Additionally, Franklin noted that the CWA said it would fund a $ 60 million offer to the City of Chester for the assets through a 10% increase.
As for low-income taxpayers, Franklin said that Essential is in the process of creating a universal service fund, a water utility equivalent to the Home Energy Assistance Program for Low-Income People provided. by public services like PECO.
“We will be the first water utility in Pennsylvania to have a universal service fund,” Franklin said. “We will have a safety net to make sure people can pay their water bills.”
Franklin has expressed concern over a right to know request his company has made to the CWA for over a year to determine what the legal fees for Catania and her team are.
“They laid off employees,” Franklin said of the CWA. “Are they spending that much on legal fees?
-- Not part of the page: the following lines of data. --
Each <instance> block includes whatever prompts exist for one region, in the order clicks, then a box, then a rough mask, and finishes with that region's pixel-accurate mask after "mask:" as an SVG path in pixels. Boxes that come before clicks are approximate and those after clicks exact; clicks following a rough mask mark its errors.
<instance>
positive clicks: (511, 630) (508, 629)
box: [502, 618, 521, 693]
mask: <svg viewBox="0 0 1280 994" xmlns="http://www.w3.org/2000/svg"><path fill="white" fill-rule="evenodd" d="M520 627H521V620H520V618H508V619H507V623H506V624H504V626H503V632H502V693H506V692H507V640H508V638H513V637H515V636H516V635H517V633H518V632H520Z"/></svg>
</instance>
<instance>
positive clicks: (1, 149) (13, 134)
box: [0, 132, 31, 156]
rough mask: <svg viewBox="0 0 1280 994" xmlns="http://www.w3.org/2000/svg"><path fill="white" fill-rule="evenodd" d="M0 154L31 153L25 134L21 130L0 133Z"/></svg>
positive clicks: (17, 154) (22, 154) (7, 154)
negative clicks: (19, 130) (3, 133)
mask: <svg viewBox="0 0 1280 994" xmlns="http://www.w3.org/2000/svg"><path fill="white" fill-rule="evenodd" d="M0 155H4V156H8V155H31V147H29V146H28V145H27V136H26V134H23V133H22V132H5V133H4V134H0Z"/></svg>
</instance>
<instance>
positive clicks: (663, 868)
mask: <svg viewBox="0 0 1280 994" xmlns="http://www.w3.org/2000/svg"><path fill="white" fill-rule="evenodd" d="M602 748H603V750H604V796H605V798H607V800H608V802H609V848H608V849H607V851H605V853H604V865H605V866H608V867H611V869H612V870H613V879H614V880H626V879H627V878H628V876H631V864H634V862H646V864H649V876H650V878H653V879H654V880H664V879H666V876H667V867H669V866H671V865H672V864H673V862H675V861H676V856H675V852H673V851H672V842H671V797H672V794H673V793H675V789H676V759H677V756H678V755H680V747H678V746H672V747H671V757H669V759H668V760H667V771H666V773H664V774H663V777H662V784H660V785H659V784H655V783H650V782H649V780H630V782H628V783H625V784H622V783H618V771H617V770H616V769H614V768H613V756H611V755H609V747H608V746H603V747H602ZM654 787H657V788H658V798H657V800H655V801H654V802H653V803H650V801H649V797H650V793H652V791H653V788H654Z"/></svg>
I am preoccupied. I am very worried about what is going on there.
He said the courts have established that the City of Chester is the rightful owner of CWA’s assets.
“I understand that Mr. Catania is probably desperate at this point,” he said. “Sir. Catania thought he could steal it from them.
Now he said it was time to focus on good operations and the transparency of a public service.
“The city really needs another anchor business like ours to provide jobs and services,” Franklin said, noting the millions that Aqua and Essential provide to community organizations each year. “They just need another business like us.”